Debt Limit Works. Mayors Respond Before Sanctions Are Imposed.
What makes a mayor keep municipal debt under control? The threat that a municipality may lose part of its tax revenues, or the fear of being publicly labelled fiscally irresponsible? New research by Lucie Sedmihradská and Markéta Arltová from the Faculty of Finance and Accounting at the Prague University of Economics and Business, published in 2026, shows that the second motivation may be surprisingly powerful.
In 2017, the Act on Budgetary Responsibility Rules entered into force in the Czech Republic. For municipalities, it introduced a clear numerical criterion: the debt of a local government should not exceed 60% of its average annual revenues over the previous four budget years. If a municipality exceeds this threshold, it must reduce its debt in the following year by at least 5% of the difference between its actual debt and the statutory limit. Otherwise, the Ministry of Finance may decide to withhold part of the municipality’s shared tax revenues.

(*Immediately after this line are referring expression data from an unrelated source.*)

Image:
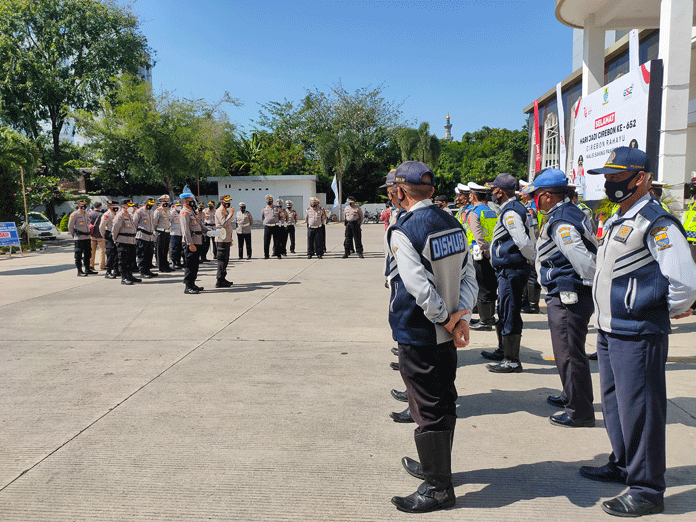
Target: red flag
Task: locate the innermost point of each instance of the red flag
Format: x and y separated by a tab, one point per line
537	145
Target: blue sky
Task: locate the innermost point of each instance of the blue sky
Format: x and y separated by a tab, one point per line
482	61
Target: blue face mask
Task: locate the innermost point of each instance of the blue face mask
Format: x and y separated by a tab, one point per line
618	191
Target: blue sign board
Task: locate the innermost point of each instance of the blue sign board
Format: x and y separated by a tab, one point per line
8	234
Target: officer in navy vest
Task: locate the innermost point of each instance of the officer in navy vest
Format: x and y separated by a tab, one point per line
512	250
433	286
565	264
644	277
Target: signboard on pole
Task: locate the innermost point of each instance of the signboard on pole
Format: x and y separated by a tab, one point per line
624	113
9	235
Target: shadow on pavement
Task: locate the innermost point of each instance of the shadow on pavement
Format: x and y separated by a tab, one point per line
38	270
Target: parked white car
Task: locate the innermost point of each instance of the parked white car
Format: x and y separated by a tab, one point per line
39	227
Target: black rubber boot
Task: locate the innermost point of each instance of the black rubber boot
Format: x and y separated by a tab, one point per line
436	492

The law thus created a clear and publicly understandable boundary between “acceptable” and “risky” municipal debt. This visibility turns out to be crucial. The rule did not function only as a technical instrument of fiscal control, but also as a reputational signal towards citizens, the media and political opposition.
A Natural Experiment Involving 676 Czech Municipalities
The authors focused on 676 Czech municipalities whose debt ratios between 2015 and 2020 were close to the 60% threshold of average revenues, specifically between 55% and 65%. These municipalities were economically very similar, but differed in one respect: some were just above the limit and were therefore subject to monitoring and the threat of sanctions, while others were just below it. This natural experiment made it possible to compare whether and how municipal behaviour differed on the two sides of the threshold and to observe this behaviour during different phases of the rule’s implementation.
Before the rule was introduced, the threshold did not exist. In 2015, before the law was adopted, the behaviour of municipalities just above and just below the future limit did not differ significantly. This shows that the 60% threshold was not an economically determined breaking point in itself; its effectiveness depended on how it was perceived by the Ministry of Finance, the public and the media.
After the law was announced, municipalities reacted even before they were required to do so. Between 2016 and 2017, when it was already known that the limit would come into effect, municipalities just above the threshold began reducing their savings and using them to lower their debt. On average, this amounted to approximately 0.7 percentage points of average revenues. Their aim was to move below the statutory threshold before the rule even began to be formally assessed.
“Based on our review of the literature, we expected this, but the reality and the strength of the effect still surprised us,” say Lucie Sedmihradská and Markéta Arltová. After the rule entered into force, municipalities just below the limit also began to respond. From 2018 onwards, the research shows that municipalities approaching the threshold from below actively reduced their debt in order to avoid reaching the critical boundary at all.
Why Does the Rule Work Even When Sanctions Are Not Used?
The authors explain this through the theory of blame avoidance — that is, the effort to avoid blame and public criticism. For mayors and municipal councillors, the prospect of their municipality appearing on a public list as an example of poor financial management is often more serious than the threat of a financial sanction.
A similar mechanism operates in Norway, where the ROBEK register lists municipalities that fail to meet balanced-budget requirements. There, too, researchers have found that the fear of being placed on the list motivates municipalities more strongly than formal penalties.
What Does This Mean for Policymakers?
The study offers findings that are important for the design of fiscal rules in public administration. Reputational risk and the fear of public criticism can influence the behaviour of municipal leaders earlier, and often more reliably, than formal sanctions. As a result, transparent monitoring combined with public reporting may be a cheaper and, in some cases, more effective alternative to strict sanction-based mechanisms. This is relevant for discussions about the future design of budgetary responsibility rules for municipal self-government.
The research also made use of an exceptionally suitable methodological opportunity: the adopted legislation created a clear cut-off point that allowed the authors to observe changes in the behaviour of Czech municipalities using a modern quasi-experimental method. It was precisely the combination of a relevant institutional context, available data and an experimental approach that enabled the study to be published in a special issue of a selected academic journal devoted to experimental public finance and budgeting.
The research by Sedmihradská and Arltová was published in the Journal of Public Budgeting, Accounting & Financial Management in 2026 under the title Behavioral responses to fiscal rules: evidence from Czech municipalities.